Use this phrase to remember all 7 layers top-to-bottom:

“All People Seem To Need Data Processing”

Or bottom-up: “Please Do Not Throw Sausage Pizza Away” (Physical → Application)

Key Network Devices

  • Hub — Layer 1, broadcasts to all
  • Switch — Layer 2, uses MAC addresses
  • Router — Layer 3, uses IP addresses
  • Firewall — Layers 3-7, filters traffic

Network Types

  • LAN — Local, same building/campus
  • WAN — Wide, connects distant LANs
  • VPN — Encrypted tunnel over public network
  • VLAN — Logical segmentation of a LAN
Key Exam Tip

Know which devices operate at which OSI layers: hubs at Layer 1, switches at Layer 2, routers at Layer 3, firewalls at Layers 3-7. The exam frequently tests which layer a specific technology or attack targets.

📰 Real World

Knight Capital 2012 — misconfigured routing on 1 of 8 servers caused $440M loss in 45 minutes. Configuration changes without review are one of the highest-risk IT operations.

✏️ TEST YOURSELF
Q1. A firewall rule change at 2am blocks a critical server. No change approval exists. What control failure does this BEST illustrate?
A. Lack of intrusion detection
B. Absence of change management for network devices
C. Inadequate firewall technology
D. Poor network segmentation
Reveal Answer

✓ Correct: B

The core issue is an unapproved, unreviewed change. Change management requires approval, testing, and rollback plans before any production change. A is about detection, not prevention. C and D are unrelated to the approval process.

Q2. An IS auditor reviews network documentation and finds that the organisation uses a flat network with all servers, workstations, and IoT devices on the same subnet. What is the GREATEST risk?
A. Network performance degradation due to broadcast traffic
B. Lateral movement — a compromised device can directly reach all other systems
C. Difficulty in assigning static IP addresses
D. Inability to implement wireless networking
Reveal Answer

✓ Correct: B

Without network segmentation, an attacker who compromises any device (e.g., an IoT sensor) can reach critical servers directly. This is the greatest security risk of a flat network. Performance issues (A) are operational, not the greatest risk. IP addressing (C) and wireless (D) are unrelated to the flat network topology.

Q3. An IS auditor reviews firewall logs and finds that blocked traffic is logged but never reviewed. What is the PRIMARY risk?
A. The firewall will run out of storage
B. Security incidents may go undetected despite being logged
C. The firewall performance will degrade
D. Compliance reports will be incomplete
Reveal Answer

✓ Correct: B

Logging without review provides no security value. The logs captured the blocked payroll connection, but nobody was watching. A and C are operational concerns. D is secondary to the detection gap.

The firewall blocked the connection. But how is the team even managing this incident?

Part A Section 4.4

IT Service Management (ITIL)

D4-04 — ITIL Workshop

ITIL Service Management Processes

👩‍💼

One hour into the outage. Alex asks for the incident record. There isn’t one. The team is coordinating via WhatsApp. No ticket number. No severity classification. No escalation timeline. No formal ITIL process whatsoever. “We just fix things,” says the team lead. Alex adds finding number four.
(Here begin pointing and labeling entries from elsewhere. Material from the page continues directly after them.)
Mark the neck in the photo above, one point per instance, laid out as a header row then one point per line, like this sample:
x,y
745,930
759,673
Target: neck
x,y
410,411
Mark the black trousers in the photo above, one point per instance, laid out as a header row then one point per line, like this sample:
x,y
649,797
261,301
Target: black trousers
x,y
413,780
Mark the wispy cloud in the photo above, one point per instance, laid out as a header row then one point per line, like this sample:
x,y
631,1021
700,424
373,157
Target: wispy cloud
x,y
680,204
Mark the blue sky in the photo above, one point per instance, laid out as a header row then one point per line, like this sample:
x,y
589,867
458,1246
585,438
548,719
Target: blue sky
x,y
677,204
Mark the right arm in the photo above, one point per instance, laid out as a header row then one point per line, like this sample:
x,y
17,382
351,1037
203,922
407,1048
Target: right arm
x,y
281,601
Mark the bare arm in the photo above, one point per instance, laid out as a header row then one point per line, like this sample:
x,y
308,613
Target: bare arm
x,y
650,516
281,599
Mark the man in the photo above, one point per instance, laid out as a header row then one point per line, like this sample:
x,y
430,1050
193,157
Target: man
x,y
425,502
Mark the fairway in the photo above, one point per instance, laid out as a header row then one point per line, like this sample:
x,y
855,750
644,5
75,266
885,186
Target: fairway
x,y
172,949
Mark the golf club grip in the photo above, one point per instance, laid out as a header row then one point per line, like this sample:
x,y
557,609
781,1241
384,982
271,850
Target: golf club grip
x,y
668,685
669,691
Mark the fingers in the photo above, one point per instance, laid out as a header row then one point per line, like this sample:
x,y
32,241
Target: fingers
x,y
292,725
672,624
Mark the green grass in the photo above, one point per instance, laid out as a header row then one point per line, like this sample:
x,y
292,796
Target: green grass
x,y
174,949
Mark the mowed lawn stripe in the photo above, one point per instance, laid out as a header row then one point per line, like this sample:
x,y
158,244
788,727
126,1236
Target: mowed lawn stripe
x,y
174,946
A hospital emergency room with four clearly labeled stations: Incident Desk, Problem Clinic, Change Committee, Configuration Pharmacy
🚨

Incident Management

“Restore service ASAP”

  • Focus: restore normal operations quickly
  • Does NOT find root cause
  • Workarounds are acceptable
  • Measured by: time to restore
🔍

Problem Management

“Find and fix the root cause”

  • Focus: identify underlying cause
  • Prevents recurrence
  • Creates known error database (KEDB)
  • Proactive & reactive modes

Change Management

“Control all changes”

  • Submit RFC (Request for Change)
  • Impact analysis & approval
  • CAB (Change Advisory Board)
  • Rollback plan required
📦

Configuration Management

“Know what you have”

  • CMDB — Configuration Management DB
  • Tracks all IT assets (CIs)
  • Baseline configurations
  • Supports all other ITIL processes
Mnemonic — Incident vs. Problem

Think of it like a hospital: Incident = Emergency Room (stop the bleeding now), Problem = Diagnostic Lab (find out why the patient keeps getting sick). Emergency first, diagnosis second.

Key Exam Tip

The #1 tested ITIL concept: Incident management restores service (workaround OK), problem management finds root cause (permanent fix). Change management requires a rollback plan. Every change must go through the CAB or emergency CAB (ECAB).

📰 Real World

2003 Northeast blackout — utilities without formal incident management took days to restore power. Those with structured escalation had significantly faster recovery.

✏️ TEST YOURSELF
Q1. An IS auditor finds the IT team manages incidents via a WhatsApp group with no formal logging. What is the PRIMARY risk?
A. Slow resolution times
B. Loss of audit trail and inability to analyse patterns
C. Poor team communication
D. Escalation delays
Reveal Answer

✓ Correct: B

Without formal incident logging, there is no audit trail, no data for trend analysis, and no evidence of compliance. A, C, and D are possible effects but the fundamental risk is the loss of documentation and pattern analysis capability.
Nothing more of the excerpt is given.